A clinical trial assigns 500 participants to vaccine and 500 to placebo. Infections: 18 in the vaccine group (\(\hat{p}_1 = 0.036\)) and 42 in the placebo group (\(\hat{p}_2 = 0.084\)). Is the vaccine effective (lower infection rate)?

Hypotheses: \(H_0: p_1 = p_2\) vs \(H_1: p_1 < p_2\) (one-sided left, vaccine has lower rate).

Pooled proportion:

\[\hat{p} = \frac{18 + 42}{1000} = 0.060\]

Test statistic:

\[Z = \frac{0.036 - 0.084}{\sqrt{0.060 \times 0.940 \times (1/500 + 1/500)}} = \frac{-0.048}{\sqrt{0.0002256}} = \frac{-0.048}{0.01502} \approx -3.196\]

p-value (one-sided left): \(p = P(Z \leq -3.196) \approx 0.001\).

Decision: \(p = 0.001 < 0.05\), reject \(H_0\). The vaccine significantly reduces the infection rate.

Standard normal distribution with left rejection region and the observed z statistic for the vaccine efficacy example

Connection with the chi-squared test

For a \(2 \times 2\) contingency table, the two-sided z-test for proportions and the chi-squared test of independence are mathematically equivalent: \(Z^2 = \chi^2\) with \(df = 1\). For Example 1: \(Z^2 = 2.182^2 = 4.761 \approx \chi^2_{(1)}\).

The chi-squared test generalizes to tables larger than \(2 \times 2\); the z-test is specific to two proportions and also handles one-sided alternatives, which the chi-squared test does not.

Running the test in R

prop.test() in R performs this test using the chi-squared approximation (equivalent to the z-test for two proportions):

# Example 1: A/B test (two-sided)
prop.test(x = c(180, 156), n = c(600, 600),
          alternative = "two.sided", correct = FALSE)

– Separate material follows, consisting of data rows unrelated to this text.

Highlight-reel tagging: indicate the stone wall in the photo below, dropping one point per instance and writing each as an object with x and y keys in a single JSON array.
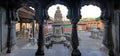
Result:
[{"x": 3, "y": 29}]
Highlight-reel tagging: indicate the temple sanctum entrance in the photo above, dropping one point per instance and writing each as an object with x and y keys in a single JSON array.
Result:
[{"x": 66, "y": 33}]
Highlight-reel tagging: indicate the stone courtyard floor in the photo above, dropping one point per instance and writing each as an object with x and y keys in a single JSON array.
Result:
[{"x": 87, "y": 46}]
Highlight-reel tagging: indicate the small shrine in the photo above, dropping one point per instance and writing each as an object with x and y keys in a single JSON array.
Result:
[{"x": 58, "y": 36}]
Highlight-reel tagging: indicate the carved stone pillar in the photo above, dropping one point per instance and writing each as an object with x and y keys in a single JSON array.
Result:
[
  {"x": 108, "y": 38},
  {"x": 74, "y": 16},
  {"x": 9, "y": 43},
  {"x": 40, "y": 16}
]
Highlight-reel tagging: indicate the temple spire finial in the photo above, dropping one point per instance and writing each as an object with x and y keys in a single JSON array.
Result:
[{"x": 58, "y": 7}]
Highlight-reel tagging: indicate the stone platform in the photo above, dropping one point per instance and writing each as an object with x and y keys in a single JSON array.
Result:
[{"x": 88, "y": 47}]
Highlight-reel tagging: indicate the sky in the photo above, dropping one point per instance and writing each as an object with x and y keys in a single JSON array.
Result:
[
  {"x": 87, "y": 11},
  {"x": 90, "y": 11},
  {"x": 64, "y": 11}
]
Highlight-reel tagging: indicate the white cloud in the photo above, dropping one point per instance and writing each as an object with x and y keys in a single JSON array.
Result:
[
  {"x": 64, "y": 11},
  {"x": 90, "y": 11}
]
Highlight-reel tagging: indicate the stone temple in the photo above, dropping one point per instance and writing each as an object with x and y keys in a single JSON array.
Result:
[
  {"x": 58, "y": 36},
  {"x": 57, "y": 25}
]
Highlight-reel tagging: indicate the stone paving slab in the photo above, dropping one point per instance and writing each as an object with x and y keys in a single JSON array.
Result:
[{"x": 87, "y": 47}]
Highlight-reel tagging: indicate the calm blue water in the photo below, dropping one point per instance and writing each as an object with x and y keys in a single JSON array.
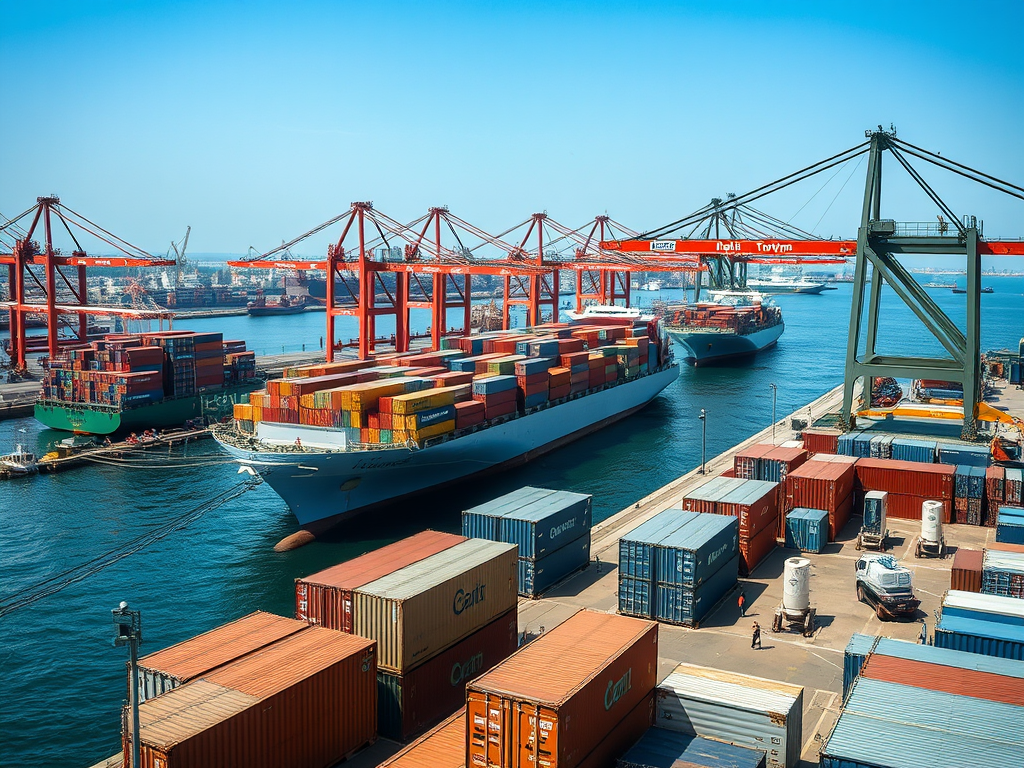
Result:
[{"x": 61, "y": 682}]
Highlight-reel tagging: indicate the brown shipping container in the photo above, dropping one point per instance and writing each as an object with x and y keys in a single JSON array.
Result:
[
  {"x": 326, "y": 597},
  {"x": 958, "y": 681},
  {"x": 911, "y": 478},
  {"x": 407, "y": 705},
  {"x": 624, "y": 735},
  {"x": 755, "y": 517},
  {"x": 966, "y": 573},
  {"x": 753, "y": 551},
  {"x": 417, "y": 612},
  {"x": 190, "y": 658},
  {"x": 443, "y": 747},
  {"x": 557, "y": 697},
  {"x": 307, "y": 700}
]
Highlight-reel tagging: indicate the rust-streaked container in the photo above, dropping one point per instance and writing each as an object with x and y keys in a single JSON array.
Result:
[
  {"x": 408, "y": 705},
  {"x": 309, "y": 699},
  {"x": 417, "y": 612},
  {"x": 555, "y": 699},
  {"x": 910, "y": 478},
  {"x": 966, "y": 573},
  {"x": 442, "y": 747},
  {"x": 326, "y": 597},
  {"x": 958, "y": 681},
  {"x": 167, "y": 669}
]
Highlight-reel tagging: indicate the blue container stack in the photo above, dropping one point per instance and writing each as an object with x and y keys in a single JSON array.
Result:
[
  {"x": 913, "y": 451},
  {"x": 1010, "y": 525},
  {"x": 662, "y": 749},
  {"x": 676, "y": 566},
  {"x": 550, "y": 527},
  {"x": 807, "y": 529}
]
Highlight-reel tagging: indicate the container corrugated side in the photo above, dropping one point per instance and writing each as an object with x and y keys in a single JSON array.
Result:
[
  {"x": 190, "y": 658},
  {"x": 547, "y": 524},
  {"x": 742, "y": 710},
  {"x": 854, "y": 656},
  {"x": 662, "y": 749},
  {"x": 326, "y": 597},
  {"x": 688, "y": 606},
  {"x": 442, "y": 747},
  {"x": 407, "y": 705},
  {"x": 559, "y": 694},
  {"x": 693, "y": 553},
  {"x": 886, "y": 724},
  {"x": 420, "y": 610},
  {"x": 963, "y": 682},
  {"x": 308, "y": 699},
  {"x": 536, "y": 577}
]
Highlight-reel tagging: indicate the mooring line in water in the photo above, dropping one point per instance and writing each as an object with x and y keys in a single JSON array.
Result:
[{"x": 58, "y": 582}]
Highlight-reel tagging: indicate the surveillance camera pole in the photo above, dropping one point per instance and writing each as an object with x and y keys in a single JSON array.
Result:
[{"x": 129, "y": 632}]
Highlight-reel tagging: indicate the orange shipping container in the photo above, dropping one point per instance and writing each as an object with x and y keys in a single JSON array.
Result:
[
  {"x": 326, "y": 597},
  {"x": 308, "y": 699},
  {"x": 444, "y": 747},
  {"x": 555, "y": 699}
]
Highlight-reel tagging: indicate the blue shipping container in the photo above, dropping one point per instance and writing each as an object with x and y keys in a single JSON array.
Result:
[
  {"x": 913, "y": 451},
  {"x": 807, "y": 529},
  {"x": 663, "y": 749},
  {"x": 692, "y": 553},
  {"x": 536, "y": 577},
  {"x": 974, "y": 636},
  {"x": 857, "y": 650},
  {"x": 636, "y": 549},
  {"x": 634, "y": 597},
  {"x": 687, "y": 606}
]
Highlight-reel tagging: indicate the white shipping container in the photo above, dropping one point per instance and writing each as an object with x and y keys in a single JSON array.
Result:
[
  {"x": 741, "y": 710},
  {"x": 418, "y": 611}
]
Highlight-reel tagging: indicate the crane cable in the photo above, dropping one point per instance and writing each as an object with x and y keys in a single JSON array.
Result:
[{"x": 60, "y": 581}]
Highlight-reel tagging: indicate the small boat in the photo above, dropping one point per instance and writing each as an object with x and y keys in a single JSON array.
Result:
[{"x": 19, "y": 463}]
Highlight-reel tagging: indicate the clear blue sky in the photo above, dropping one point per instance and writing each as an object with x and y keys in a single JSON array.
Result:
[{"x": 252, "y": 122}]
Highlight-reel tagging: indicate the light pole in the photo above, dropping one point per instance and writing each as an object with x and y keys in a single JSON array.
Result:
[
  {"x": 704, "y": 438},
  {"x": 129, "y": 632}
]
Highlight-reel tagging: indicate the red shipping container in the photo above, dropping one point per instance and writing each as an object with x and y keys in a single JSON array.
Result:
[
  {"x": 326, "y": 597},
  {"x": 308, "y": 699},
  {"x": 753, "y": 551},
  {"x": 410, "y": 704},
  {"x": 912, "y": 478},
  {"x": 558, "y": 697},
  {"x": 820, "y": 439}
]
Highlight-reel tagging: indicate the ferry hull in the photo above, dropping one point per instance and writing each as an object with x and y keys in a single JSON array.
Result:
[
  {"x": 709, "y": 347},
  {"x": 324, "y": 488}
]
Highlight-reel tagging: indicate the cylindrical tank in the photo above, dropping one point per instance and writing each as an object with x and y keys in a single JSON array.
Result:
[
  {"x": 797, "y": 584},
  {"x": 931, "y": 521}
]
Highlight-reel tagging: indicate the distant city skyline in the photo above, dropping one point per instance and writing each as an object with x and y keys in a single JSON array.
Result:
[{"x": 254, "y": 123}]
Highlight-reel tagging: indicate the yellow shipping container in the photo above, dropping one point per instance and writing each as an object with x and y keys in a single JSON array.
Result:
[{"x": 433, "y": 430}]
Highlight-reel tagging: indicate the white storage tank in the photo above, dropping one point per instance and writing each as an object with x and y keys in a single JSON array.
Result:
[
  {"x": 797, "y": 584},
  {"x": 931, "y": 521}
]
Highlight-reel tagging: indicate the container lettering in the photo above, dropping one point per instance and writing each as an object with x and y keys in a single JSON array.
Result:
[
  {"x": 464, "y": 600},
  {"x": 616, "y": 690}
]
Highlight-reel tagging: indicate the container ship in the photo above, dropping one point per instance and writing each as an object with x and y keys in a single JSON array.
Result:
[
  {"x": 340, "y": 438},
  {"x": 715, "y": 333},
  {"x": 146, "y": 381}
]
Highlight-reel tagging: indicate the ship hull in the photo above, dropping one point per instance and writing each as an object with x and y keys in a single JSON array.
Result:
[
  {"x": 710, "y": 347},
  {"x": 324, "y": 488}
]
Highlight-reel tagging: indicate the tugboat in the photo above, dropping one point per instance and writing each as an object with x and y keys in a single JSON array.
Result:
[
  {"x": 19, "y": 463},
  {"x": 285, "y": 305},
  {"x": 738, "y": 325}
]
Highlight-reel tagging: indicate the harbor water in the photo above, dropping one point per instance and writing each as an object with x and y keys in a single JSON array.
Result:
[{"x": 62, "y": 682}]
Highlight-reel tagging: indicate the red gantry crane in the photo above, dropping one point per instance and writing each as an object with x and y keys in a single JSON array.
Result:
[{"x": 60, "y": 291}]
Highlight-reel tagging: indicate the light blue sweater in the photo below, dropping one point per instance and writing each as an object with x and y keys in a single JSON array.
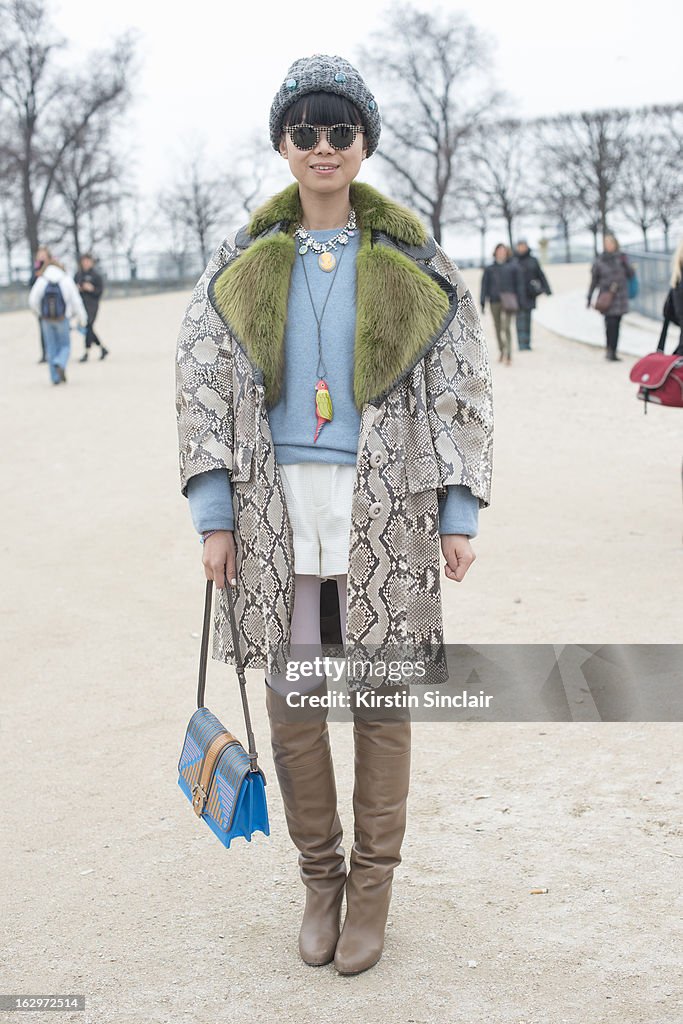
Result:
[{"x": 293, "y": 418}]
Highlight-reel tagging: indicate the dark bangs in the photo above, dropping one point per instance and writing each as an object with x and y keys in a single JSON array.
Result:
[{"x": 323, "y": 109}]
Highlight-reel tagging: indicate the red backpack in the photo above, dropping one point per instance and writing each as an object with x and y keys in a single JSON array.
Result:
[{"x": 660, "y": 377}]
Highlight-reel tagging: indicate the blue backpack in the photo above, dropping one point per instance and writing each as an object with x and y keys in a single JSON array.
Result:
[
  {"x": 52, "y": 305},
  {"x": 634, "y": 287}
]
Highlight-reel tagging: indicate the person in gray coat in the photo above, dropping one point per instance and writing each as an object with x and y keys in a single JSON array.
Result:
[
  {"x": 610, "y": 274},
  {"x": 534, "y": 284},
  {"x": 501, "y": 281}
]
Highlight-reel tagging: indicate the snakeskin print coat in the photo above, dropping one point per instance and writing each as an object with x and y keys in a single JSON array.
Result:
[{"x": 423, "y": 387}]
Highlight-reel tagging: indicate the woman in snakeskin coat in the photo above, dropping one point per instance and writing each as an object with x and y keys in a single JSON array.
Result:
[{"x": 422, "y": 390}]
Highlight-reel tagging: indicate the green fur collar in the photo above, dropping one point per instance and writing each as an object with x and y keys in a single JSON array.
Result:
[
  {"x": 373, "y": 210},
  {"x": 401, "y": 309}
]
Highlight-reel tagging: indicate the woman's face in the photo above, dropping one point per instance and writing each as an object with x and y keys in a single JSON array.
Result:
[{"x": 324, "y": 169}]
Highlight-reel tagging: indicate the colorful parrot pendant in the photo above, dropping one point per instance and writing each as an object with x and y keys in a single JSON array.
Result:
[{"x": 323, "y": 406}]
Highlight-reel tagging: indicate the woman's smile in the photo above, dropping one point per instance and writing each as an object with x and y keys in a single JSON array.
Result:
[{"x": 324, "y": 168}]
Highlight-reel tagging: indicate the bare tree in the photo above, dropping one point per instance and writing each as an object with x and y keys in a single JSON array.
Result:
[
  {"x": 436, "y": 69},
  {"x": 653, "y": 172},
  {"x": 87, "y": 183},
  {"x": 503, "y": 169},
  {"x": 198, "y": 201},
  {"x": 45, "y": 110},
  {"x": 11, "y": 230},
  {"x": 591, "y": 145},
  {"x": 558, "y": 190}
]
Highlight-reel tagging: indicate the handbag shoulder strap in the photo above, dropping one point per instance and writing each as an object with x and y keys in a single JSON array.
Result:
[{"x": 204, "y": 658}]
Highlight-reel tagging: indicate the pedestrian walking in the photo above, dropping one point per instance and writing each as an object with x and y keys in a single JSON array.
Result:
[
  {"x": 54, "y": 299},
  {"x": 609, "y": 275},
  {"x": 335, "y": 422},
  {"x": 534, "y": 284},
  {"x": 41, "y": 260},
  {"x": 502, "y": 287},
  {"x": 90, "y": 286}
]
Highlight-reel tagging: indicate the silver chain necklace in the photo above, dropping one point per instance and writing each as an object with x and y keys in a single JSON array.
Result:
[{"x": 326, "y": 259}]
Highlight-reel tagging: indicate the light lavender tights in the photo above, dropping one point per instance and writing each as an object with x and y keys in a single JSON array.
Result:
[{"x": 306, "y": 630}]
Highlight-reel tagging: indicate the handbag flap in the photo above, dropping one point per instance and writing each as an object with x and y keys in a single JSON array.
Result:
[
  {"x": 229, "y": 771},
  {"x": 652, "y": 370}
]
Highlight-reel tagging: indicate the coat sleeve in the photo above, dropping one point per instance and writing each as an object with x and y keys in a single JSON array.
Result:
[
  {"x": 459, "y": 391},
  {"x": 544, "y": 281},
  {"x": 484, "y": 287},
  {"x": 204, "y": 382}
]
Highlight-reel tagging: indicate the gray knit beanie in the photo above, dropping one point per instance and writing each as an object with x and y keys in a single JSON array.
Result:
[{"x": 321, "y": 73}]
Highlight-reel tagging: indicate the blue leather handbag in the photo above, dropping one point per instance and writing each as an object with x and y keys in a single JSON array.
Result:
[{"x": 221, "y": 780}]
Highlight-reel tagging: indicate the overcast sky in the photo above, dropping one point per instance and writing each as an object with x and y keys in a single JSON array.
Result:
[{"x": 210, "y": 70}]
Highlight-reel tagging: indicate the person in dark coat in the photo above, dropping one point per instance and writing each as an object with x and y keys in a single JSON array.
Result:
[
  {"x": 90, "y": 286},
  {"x": 502, "y": 276},
  {"x": 611, "y": 272},
  {"x": 534, "y": 283}
]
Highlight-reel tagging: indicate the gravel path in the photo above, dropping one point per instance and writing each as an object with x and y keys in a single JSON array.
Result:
[{"x": 113, "y": 889}]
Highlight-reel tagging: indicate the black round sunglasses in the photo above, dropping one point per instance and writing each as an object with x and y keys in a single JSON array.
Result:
[{"x": 307, "y": 136}]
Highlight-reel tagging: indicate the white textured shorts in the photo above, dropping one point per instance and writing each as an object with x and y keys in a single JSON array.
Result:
[{"x": 318, "y": 497}]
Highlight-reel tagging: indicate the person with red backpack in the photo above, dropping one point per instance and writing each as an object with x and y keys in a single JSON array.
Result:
[{"x": 54, "y": 299}]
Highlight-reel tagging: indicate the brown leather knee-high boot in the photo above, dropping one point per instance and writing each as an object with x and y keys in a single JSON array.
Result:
[
  {"x": 305, "y": 773},
  {"x": 382, "y": 764}
]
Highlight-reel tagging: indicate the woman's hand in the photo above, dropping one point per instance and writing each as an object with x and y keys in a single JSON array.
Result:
[
  {"x": 459, "y": 555},
  {"x": 219, "y": 557}
]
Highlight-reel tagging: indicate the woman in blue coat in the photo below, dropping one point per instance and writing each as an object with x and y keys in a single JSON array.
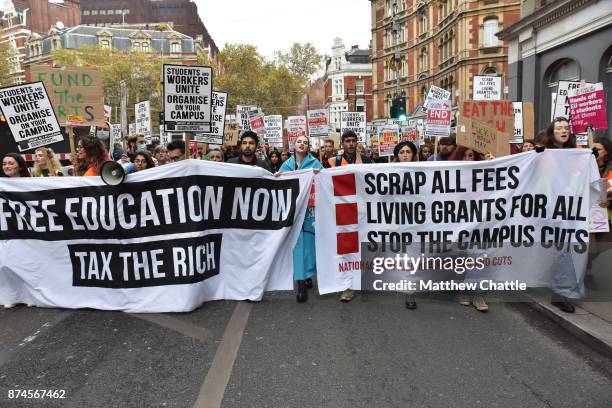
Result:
[{"x": 304, "y": 255}]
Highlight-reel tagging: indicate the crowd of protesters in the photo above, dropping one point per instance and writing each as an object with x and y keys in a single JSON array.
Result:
[{"x": 91, "y": 153}]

# Example 2: vaccine (one-sided left)
prop.test(x = c(18, 42), n = c(500, 500),
          alternative = "less", correct = FALSE)

# Fisher's exact test for small counts
fisher.test(matrix(c(18, 482, 42, 458), nrow = 2))

correct = FALSE disables the Yates continuity correction. The correction is conservative and generally not recommended for large samples.

💡 Reporting the result

Report the two proportions, their difference, and its confidence interval alongside the test result. For Example 1: “Version A converted at 30.0% vs 26.0% for Version B, a difference of 4.0 percentage points (95% CI: 0.5% to 7.5%; \(Z = 2.18\), \(p = 0.029\)).” The CI tells you the range of plausible effect sizes, which the p-value alone does not.